"What an enormous magnifier is tradition! How a thing grows in the human memory and in the human imagination, when love, worship, and all that lies in the human heart, is there to encourage it." -Thomas Carlyle
Fourteen years ago I read a parenting magazine article that suggested a cookie party at the holidays. Everyone makes their best cookies and brings 2 dozen and the hostess mixes them all up on trays and everyone takes a dozen different kinds of cookies home. That same year I was trying to get my kids to practice their chosen musical instruments. So the first cookie party was a cookie and music party so they all had the chance to play one piece. It began as homemade low tech, low pressure audience for my daughter who played the flute and loved to sing and my oldest son who played piano by ear and hated to practice.
Every year since then on some Sunday in December we have all invited our friends – different friend groups for every age child and some of their parents to make the party with us. Luckily my kids got good at music and attracted musical friends- and some of our friends are professional musicians. My eldest daughter has a voice like a lark and can sing/lead us in most any song- and she is a holiday music affectionado. Tonight she also picked up her flute again after over a year and played my favorite song, Ave Maria. Some years the cookies have been unreal, seriously incredible cookies. Other years the music was magical with everyone singing and laughing together.
It is different every year and it isn't something you can plan except to pick the date and tell as many good friends early enough so that they can fit it in their holiday schedule. The house is filling up more and more these days as all the kids have big groups of friends that transform the party into cooler and later versions.
Celebrating all the incredible cookies that are made and consumed in the world in the name of holiday love is a good reason to ritualize the experience. Tonight my son who we came frighteningly close to losing a couple of months ago played a few classic Beatles songs on his violin, an instrument he has known since he asked to do it when he was four. Amazing what ten years of any practice can create.

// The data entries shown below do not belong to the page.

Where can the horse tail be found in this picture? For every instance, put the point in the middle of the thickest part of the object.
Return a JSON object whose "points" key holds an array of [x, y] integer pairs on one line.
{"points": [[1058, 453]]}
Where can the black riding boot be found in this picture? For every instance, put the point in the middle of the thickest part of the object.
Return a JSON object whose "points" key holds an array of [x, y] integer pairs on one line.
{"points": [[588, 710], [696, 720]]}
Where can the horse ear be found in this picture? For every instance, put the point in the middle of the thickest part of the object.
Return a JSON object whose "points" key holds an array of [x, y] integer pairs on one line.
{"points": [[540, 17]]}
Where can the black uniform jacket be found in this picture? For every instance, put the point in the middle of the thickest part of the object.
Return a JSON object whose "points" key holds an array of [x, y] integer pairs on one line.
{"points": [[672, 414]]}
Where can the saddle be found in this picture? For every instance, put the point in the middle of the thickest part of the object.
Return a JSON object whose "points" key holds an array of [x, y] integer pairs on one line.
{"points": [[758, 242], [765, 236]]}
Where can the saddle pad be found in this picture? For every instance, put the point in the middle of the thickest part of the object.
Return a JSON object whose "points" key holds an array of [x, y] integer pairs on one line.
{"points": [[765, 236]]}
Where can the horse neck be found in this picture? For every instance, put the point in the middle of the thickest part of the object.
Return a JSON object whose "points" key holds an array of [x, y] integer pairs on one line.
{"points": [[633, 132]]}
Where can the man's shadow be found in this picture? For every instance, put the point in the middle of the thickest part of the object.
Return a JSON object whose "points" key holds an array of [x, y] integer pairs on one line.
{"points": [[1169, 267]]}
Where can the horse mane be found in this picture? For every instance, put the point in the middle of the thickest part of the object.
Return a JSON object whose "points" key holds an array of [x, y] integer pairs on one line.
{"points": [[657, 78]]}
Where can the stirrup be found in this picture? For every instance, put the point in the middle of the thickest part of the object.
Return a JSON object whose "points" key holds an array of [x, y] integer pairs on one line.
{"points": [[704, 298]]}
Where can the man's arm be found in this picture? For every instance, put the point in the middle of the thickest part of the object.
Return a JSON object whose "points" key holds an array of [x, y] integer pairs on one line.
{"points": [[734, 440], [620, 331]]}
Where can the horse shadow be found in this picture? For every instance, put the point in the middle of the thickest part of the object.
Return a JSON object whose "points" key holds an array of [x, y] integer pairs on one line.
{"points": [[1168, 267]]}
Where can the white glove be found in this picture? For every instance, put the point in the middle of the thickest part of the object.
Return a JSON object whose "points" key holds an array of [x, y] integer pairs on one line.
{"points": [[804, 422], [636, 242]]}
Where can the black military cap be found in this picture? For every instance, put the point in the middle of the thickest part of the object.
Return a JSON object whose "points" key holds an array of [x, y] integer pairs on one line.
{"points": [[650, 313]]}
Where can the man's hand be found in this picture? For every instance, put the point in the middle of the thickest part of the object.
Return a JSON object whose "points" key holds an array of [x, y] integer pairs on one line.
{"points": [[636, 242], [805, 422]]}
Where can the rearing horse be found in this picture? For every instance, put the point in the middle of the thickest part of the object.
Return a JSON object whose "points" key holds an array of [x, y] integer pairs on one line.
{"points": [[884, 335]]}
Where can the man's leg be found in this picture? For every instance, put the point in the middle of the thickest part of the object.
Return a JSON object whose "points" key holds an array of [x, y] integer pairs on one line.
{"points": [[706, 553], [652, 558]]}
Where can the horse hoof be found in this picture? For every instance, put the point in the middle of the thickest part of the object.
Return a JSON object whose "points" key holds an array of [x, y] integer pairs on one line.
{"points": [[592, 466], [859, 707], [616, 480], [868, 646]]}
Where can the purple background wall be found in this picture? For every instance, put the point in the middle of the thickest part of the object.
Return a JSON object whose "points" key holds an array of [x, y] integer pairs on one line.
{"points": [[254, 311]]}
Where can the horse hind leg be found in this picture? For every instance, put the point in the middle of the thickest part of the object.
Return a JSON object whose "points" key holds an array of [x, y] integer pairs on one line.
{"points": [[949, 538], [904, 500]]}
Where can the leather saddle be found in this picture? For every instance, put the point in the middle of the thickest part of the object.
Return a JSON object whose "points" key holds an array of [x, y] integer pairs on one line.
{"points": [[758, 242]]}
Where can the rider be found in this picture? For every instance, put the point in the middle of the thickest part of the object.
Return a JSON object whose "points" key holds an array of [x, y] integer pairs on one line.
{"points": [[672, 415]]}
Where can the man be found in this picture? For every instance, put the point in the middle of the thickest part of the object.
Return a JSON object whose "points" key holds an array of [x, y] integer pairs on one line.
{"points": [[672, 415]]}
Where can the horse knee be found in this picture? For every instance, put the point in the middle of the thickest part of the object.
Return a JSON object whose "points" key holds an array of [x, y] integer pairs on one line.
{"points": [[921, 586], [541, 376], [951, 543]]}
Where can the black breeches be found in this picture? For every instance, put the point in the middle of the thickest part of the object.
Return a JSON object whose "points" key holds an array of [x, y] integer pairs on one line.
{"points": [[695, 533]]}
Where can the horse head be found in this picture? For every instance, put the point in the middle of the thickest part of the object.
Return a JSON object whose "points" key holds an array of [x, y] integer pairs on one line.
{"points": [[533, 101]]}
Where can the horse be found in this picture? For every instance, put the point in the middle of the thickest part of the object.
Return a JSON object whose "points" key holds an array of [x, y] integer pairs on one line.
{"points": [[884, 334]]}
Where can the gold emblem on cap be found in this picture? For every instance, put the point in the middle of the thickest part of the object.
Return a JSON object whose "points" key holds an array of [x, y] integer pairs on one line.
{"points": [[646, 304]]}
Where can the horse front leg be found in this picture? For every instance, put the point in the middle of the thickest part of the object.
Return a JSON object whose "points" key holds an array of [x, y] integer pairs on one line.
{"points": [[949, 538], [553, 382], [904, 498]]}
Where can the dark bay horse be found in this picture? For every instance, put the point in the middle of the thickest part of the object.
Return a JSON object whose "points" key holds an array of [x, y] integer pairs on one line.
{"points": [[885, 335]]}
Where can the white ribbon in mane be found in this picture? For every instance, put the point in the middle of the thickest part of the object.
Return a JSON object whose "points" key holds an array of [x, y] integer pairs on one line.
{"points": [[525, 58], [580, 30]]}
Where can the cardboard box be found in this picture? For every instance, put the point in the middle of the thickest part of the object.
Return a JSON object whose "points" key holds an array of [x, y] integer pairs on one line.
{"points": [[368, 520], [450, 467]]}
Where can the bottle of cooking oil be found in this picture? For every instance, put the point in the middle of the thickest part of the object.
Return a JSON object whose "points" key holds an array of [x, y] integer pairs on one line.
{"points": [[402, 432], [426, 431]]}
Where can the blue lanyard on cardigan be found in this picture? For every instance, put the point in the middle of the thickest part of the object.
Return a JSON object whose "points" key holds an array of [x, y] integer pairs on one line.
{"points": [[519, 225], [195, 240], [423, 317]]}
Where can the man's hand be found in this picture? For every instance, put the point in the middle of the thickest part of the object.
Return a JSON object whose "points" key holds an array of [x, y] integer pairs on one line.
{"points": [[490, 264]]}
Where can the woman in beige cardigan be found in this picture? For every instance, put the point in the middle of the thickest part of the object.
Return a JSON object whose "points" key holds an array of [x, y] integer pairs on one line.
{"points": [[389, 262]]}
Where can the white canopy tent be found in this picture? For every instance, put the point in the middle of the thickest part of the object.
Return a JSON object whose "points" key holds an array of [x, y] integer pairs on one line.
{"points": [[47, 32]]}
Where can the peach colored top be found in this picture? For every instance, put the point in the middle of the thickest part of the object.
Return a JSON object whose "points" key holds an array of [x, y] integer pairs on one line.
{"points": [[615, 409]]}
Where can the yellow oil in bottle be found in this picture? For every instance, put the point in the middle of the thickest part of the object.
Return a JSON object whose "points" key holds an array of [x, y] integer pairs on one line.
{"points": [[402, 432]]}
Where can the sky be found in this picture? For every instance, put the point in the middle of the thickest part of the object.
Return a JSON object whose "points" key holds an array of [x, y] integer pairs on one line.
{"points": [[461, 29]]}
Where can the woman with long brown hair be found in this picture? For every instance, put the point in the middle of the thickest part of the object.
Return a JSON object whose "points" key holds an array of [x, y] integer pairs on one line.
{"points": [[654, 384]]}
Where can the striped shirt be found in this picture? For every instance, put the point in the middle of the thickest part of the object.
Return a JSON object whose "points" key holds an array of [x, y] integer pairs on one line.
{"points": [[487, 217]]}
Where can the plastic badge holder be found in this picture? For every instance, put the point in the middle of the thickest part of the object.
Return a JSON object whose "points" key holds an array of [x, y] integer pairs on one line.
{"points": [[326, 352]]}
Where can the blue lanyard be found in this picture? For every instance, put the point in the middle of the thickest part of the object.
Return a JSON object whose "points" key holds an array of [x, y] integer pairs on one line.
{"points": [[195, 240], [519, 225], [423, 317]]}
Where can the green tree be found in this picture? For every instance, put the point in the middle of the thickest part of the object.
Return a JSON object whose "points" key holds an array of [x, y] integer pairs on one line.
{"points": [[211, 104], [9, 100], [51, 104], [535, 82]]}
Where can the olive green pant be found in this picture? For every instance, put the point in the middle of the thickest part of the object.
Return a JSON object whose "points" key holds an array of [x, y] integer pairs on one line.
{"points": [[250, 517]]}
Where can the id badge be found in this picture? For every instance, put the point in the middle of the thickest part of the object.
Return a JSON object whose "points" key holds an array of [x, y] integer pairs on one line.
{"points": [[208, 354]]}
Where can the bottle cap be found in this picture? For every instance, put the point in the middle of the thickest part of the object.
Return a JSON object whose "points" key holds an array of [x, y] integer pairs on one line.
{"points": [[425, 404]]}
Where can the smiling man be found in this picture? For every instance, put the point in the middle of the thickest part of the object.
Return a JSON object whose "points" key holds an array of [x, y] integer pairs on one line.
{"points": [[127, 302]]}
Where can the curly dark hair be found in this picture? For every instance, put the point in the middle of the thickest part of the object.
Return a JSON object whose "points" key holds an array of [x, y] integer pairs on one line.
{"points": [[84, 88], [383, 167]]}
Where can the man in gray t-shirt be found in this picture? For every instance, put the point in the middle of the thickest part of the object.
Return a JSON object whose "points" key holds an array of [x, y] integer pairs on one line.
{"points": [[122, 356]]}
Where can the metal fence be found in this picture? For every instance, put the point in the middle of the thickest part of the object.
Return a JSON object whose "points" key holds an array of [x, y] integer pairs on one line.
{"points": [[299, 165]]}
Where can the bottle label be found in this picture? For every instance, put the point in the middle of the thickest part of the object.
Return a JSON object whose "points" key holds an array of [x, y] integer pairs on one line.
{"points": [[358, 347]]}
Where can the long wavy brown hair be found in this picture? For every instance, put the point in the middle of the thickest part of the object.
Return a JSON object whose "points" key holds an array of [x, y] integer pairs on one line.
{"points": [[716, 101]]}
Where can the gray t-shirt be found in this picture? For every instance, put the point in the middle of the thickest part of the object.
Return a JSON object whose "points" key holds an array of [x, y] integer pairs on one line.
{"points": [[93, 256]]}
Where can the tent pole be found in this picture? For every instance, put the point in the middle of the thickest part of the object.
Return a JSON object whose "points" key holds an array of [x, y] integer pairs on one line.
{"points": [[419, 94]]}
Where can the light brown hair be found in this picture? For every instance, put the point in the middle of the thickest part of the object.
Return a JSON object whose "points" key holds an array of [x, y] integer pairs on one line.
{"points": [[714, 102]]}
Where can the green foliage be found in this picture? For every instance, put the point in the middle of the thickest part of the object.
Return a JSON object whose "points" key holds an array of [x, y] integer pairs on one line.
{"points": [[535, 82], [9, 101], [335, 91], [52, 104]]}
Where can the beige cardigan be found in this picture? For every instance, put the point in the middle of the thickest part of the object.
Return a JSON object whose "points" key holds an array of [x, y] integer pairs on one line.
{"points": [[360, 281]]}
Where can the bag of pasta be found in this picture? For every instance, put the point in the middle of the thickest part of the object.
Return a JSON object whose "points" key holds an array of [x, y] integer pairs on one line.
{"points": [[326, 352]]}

In the end that is all our rituals and traditions amount to- they give us the context to practice the ways we want to think, celebrate, and share times with people we love. Sometimes they don't quite work out, but that is the work of traditions. It is tragic when people walk away entirely when one piece of the tradition is uncomfortable--it takes practice to find ways to be together.
The other nice thing about respecting traditions is the The other nice thing about respecting traditions is the perspective of time that they offer. To the extent that we know ourselves through the contexts of our lives, they provide a vertical view that both informs and poses questions. What a lovely life to have the present be such a generous reflection of the past.